Design, Synthesis and Evaluation of 8‐(Piperazin‐1‐yl) Imidazo[1,2‐a]Pyrazine Derivatives as Acetylcholinesterase Inhibitors and Antioxidants

Abstract

AbstractA series of 8‐(piperazin‐1‐yl) imidazo [1,2‐a] pyrazine derivatives were designed and synthesized as acetylcholinesterase inhibitors (AChEIs) and antioxidants for the treatment of Alzheimer's disease (AD). Moreover, the biological evaluation results demonstrated that these synthesized compounds exhibited moderate inhibitory activities toward acetylcholinesterase (AChE) and radical scavenging activities.
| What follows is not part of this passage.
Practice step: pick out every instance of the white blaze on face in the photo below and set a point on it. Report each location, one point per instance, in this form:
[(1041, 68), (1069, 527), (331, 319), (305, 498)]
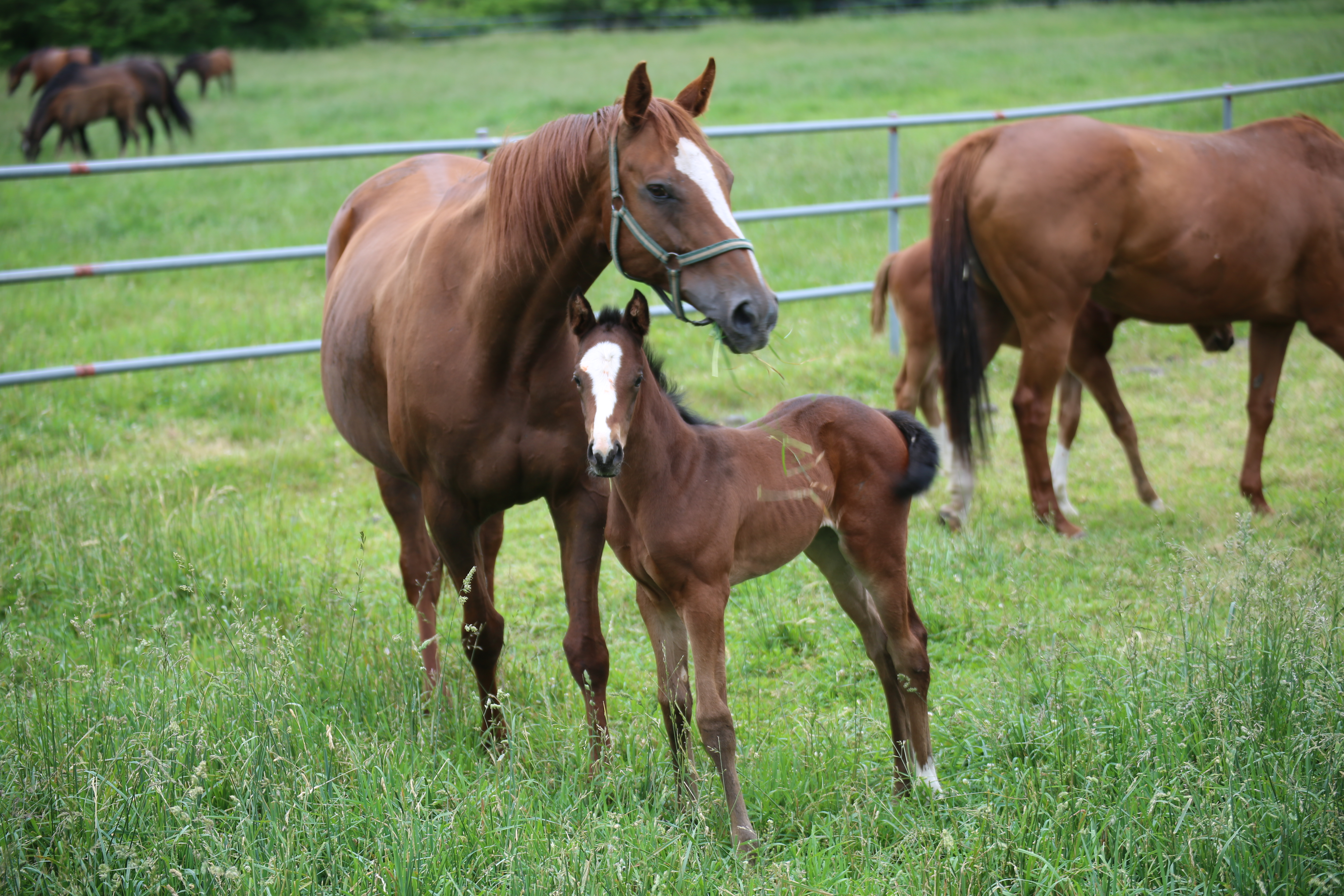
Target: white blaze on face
[(603, 363), (929, 776), (693, 163)]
Among them, the compound with the strongest inhibitory activity against AChE had an IC50 value of 0.55 μM, which was higher than that of galantamine as the reference compound (IC50 value=5.01 μM). The compound with the strongest antioxidant activity had an IC50 value of 57.94 μM, which was lower than that of the ascorbic acid (IC50 value=25.70 μM) as the control drug. Furthermore, the results of molecular docking studies indicated that the compound could simultaneously bind to both catalytic active site (CAS) and peripheral anionic site (PAS) of AChE, which was consistent with the mixed inhibition pattern shown by enzyme kinetic studies. The interaction's stability was also assessed using a conventional atomistic 100 ns dynamics simulation study, which revealed the conformational stability of representative compound in the cavity of the AChE. In addition, the molecular properties of all compounds were predicted online through the SwissADME, and most compounds matched the properties of most orally administered drugs. Based on the biological activity and molecular properties, 8‐(piperazin‐1‐yl) imidazo[1,2‐a] pyrazine derivatives as AChEI were valuable for further development.